What is the difference between push and unshift in Perl?

You really should be using use strict; and use warnings; in your code. Having them activated will allow you to identify errors in your code.

Change all instances of the following:

foreach $name (@names) -> for my $i (@names) as you don't do anything with the elements in the @names array.

@numbers[i] -> $numbers[$i] as this is where you've made a not uncommon mistake of using an array slice rather than referring to an array element.

This is not C. Every 'variable' has to have a sigil ($, @, %, &, etc.) in front of it. That i should really be $i.


As for the difference between push and shift, the documentation explains:

perldoc -f push:

push ARRAY,LIST

Treats ARRAY as a stack, and pushes the values of LIST onto the end of ARRAY. The length of ARRAY increases by the length of LIST. ... Returns the number of elements in the array following the completed "push".

perldoc -f unshift:

unshift ARRAY,LIST

Does the opposite of a shift. Or the opposite of a push, depending on how you look at it. Prepends list to the front of the array, and returns the new number of elements in the array.
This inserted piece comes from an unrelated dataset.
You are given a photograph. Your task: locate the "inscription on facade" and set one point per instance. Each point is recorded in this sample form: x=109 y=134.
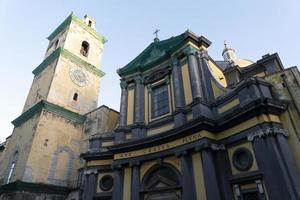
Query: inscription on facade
x=159 y=148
To put it ASCII-matically...

        +---------+           +-----------+        +---------+ 
<-----  | ITEM(S) |  ----->   | (@) ARRAY | <----- | ITEM(S) | ----->
 shift  +---------+  unshift  +-----------+  push  +---------+   pop
                              ^           ^
                              FRONT       END

unshift is used to add a value or values onto the beginning of an array:

Does the opposite of a shift. Or the opposite of a push, depending on how you look at it.

The new values then become the first elements in the array.

push adds elements to the end of an array:

Treats ARRAY as a stack, and pushes the values of LIST onto the end of ARRAY.


This should really be a comment but it is too long for a comment box, so here it is.

If you want to illustrate the difference between unshift and push, the following would suffice:

#!/usr/bin/perl

use strict; use warnings;

my @x;

push @x, $_ for 1 .. 3;

my @y;

unshift @y, $_ for 1 .. 3;

print "\@x = @x\n\@y = @y\n";

Output:

@x = 1 2 3
@y = 3 2 1

Note use strict; protects you against many programmer errors and use warnings; warns you when you use constructs of dubious value. At your level, neither is optional.